Entrepreneurs, association caution farmers against early land preparation, planting
Farm equipment service providers, entrepreneurs and farm operation specialists have cautioned farmers across the zones against early land clearing, preparation and crop cultivation.
Resources and investments associated with these operations, if done too early, could go down the drain, and this could discourage resource-poor farmers from making another attempt, especially if farms operation costs are not insured.
An agricultural consultant, David Ayodele, who operates a fleet of tractors in the North Central zone, advised farmers, while speaking with The Guardian, that farmland preparations depend on the rainfall patterns, the crop of interest and the zone of operations.
Basically, he added, if the farmland to be used is yet to be deforested, the land clearing can begin in March. After the land clearing, land preparation can begin in the forested zones.
“If you are planting cassava, for example, you can do first plowing and harrowing, depending on the terrain.

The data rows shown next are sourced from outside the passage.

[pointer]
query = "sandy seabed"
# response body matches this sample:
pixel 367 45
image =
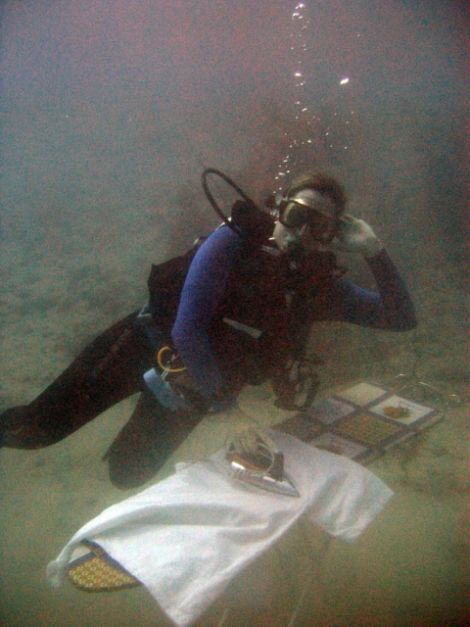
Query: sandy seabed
pixel 409 568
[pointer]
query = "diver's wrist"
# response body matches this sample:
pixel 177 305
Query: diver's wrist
pixel 373 248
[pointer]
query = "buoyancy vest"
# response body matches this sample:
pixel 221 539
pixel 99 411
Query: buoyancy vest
pixel 260 322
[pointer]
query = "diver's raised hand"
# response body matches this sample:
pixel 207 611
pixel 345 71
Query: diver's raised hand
pixel 356 236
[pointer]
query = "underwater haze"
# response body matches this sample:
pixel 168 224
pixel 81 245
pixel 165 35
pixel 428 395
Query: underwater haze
pixel 110 112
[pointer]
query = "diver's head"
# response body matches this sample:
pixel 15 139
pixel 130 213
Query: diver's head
pixel 309 214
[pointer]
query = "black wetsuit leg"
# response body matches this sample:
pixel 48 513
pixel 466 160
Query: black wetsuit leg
pixel 107 371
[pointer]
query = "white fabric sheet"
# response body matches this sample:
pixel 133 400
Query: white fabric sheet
pixel 185 537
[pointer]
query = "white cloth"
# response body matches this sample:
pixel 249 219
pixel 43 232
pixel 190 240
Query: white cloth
pixel 185 537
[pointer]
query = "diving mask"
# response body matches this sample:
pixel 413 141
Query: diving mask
pixel 312 209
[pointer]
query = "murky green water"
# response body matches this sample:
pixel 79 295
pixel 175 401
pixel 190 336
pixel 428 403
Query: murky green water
pixel 111 110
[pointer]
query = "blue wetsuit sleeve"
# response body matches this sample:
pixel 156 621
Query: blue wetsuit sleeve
pixel 202 292
pixel 390 307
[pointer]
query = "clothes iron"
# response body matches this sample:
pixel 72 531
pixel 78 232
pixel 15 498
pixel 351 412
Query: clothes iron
pixel 263 468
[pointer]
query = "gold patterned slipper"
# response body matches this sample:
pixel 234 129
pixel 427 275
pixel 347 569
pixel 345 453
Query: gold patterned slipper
pixel 93 570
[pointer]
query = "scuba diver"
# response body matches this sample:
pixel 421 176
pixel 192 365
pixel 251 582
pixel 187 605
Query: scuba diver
pixel 235 310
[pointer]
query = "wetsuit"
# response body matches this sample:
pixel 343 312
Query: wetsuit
pixel 230 282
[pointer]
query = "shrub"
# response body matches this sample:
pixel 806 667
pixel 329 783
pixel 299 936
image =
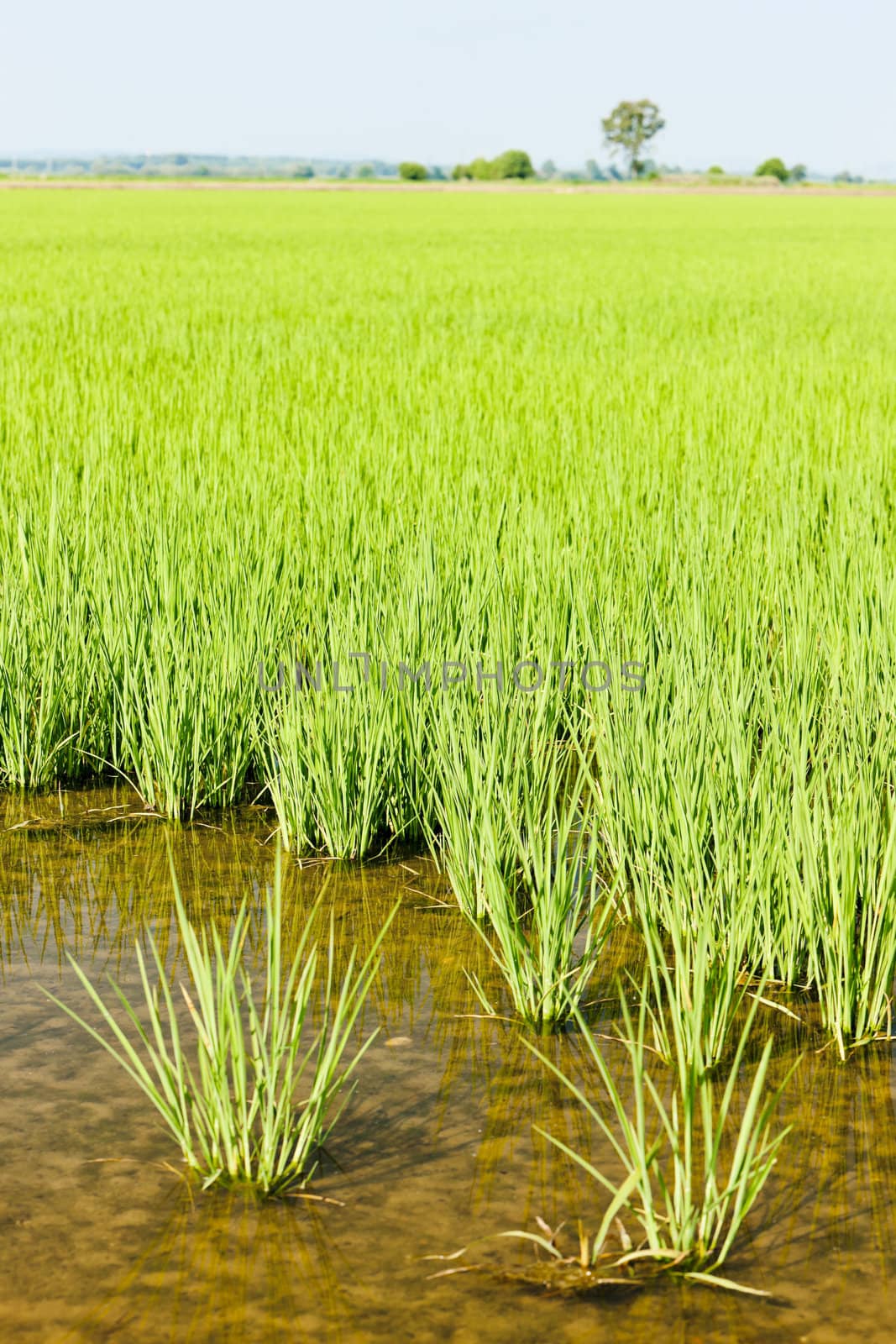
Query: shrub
pixel 512 163
pixel 773 168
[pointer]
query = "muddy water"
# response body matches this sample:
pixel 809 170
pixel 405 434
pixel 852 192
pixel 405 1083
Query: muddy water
pixel 101 1240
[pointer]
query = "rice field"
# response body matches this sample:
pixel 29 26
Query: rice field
pixel 537 549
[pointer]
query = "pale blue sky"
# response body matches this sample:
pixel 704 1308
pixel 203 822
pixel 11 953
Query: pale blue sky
pixel 738 81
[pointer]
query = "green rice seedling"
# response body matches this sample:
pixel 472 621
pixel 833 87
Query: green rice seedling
pixel 700 994
pixel 257 1092
pixel 842 867
pixel 548 922
pixel 490 764
pixel 692 1168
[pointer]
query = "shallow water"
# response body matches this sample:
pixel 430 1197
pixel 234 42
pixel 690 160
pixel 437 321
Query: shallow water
pixel 101 1241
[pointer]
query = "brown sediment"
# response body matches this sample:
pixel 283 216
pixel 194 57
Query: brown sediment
pixel 102 1241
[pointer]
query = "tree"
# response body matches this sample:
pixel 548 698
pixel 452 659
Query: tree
pixel 629 128
pixel 773 168
pixel 512 163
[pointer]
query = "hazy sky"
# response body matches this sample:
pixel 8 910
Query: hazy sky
pixel 738 80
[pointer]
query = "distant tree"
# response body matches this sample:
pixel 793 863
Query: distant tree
pixel 512 163
pixel 773 168
pixel 629 128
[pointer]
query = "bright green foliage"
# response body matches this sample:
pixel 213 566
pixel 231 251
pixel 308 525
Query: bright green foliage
pixel 692 1168
pixel 473 428
pixel 547 917
pixel 249 1088
pixel 629 128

If you are planting with a cassava planter, you can leave it at that level. But if you are planting manually, you might need ridging. That means you plow, harrow and ridge the farmland. You may avoid harrowing if you want,” he said.
Mr Biodun Olugbemi of the Association of Equipment Hiring Operators, said land clearing should be done in the forested areas a month before land preparation.
In the South of the country, clearing of the forest should begin in March, while in the North; it could begin in April or may depending on the area.
Corroborating Ayodele, he said land preparation, which includes making beds and ridges, should begin when the rainfalls are stable, about a month or less to the planting dates.
Too early land preparation and planting could lead to loss of investments, labour and could cause discouragement.
Kolawole Adeniji, an agribusiness investor and tool fabricator, said land preparation for rain-fed agriculture should start by March both in the south and the north, but irrigated farmland should be started by January to February.
An engineer with the National Centre for Agricultural Mechanisation (NCAM), Ilorin, Kwara State, Mr Tope Faleye, affirmed that land clearing had already started and land preparation should start with steady rainfall.
He too cautioned farmers to avoid too early planting for it had been predicted that the rainfall patterns would be erratic this year.
“As soon as rain is established, farmers are expected to start ploughing the land and subsequent operations to meet the need of intended crops to plant,” he advised.
High cost of farm operations
On the high cost of land preparation in Nigeria, Ayodele said outdated implements and low powered tractors being used for farm operations are not as effective as the latest ones, which are out of the reach of many tractor hiring service providers.
“The three-disc plough that we use now, for example, is outdated in the developed economies. These implements and tractors are not cost-effective, but we need bigger ones to pull the more efficient implements.
Adding to the cost is what Ayodele explained “land is always not well cleared, and these implements and tractors break down frequently, thereby increasing the cost of production. The logistics and infrastructure are not really available here. These combine to increase the cost of production.”
Most of the tractors used in Nigeria develop injector problems because of adulterated diesel.
This is confirmed by Adeniji, that diluted diesel increases the cost of operations, which the farmers, and by extension all Nigerians, would have to bear.”
“Another factor for high cost of land preparation in Nigeria is that we have inadequate number of tractors. Demand is more than supply, forcing the price up,” Ayodele added.
Better tractors and implements to reduce cost
The experts agreed that agribusinesses, you must start from the marketing of you products.
The government should be able to buy all agricultural products in the country or create supply and demand chains for them, with prize ceiling and benchmarks to stimulate calculated risk taking in farming.
The government should buy the surplus, to control the prize. This will make agribusiness sense. Farmers and agricultural entrepreneurs could plan with this.
The second area is that the government should put in place an inclusive financing mechanism. It comes easier for farmers to come up with a proposal that is guaranteed by the buy-back mechanism of the government.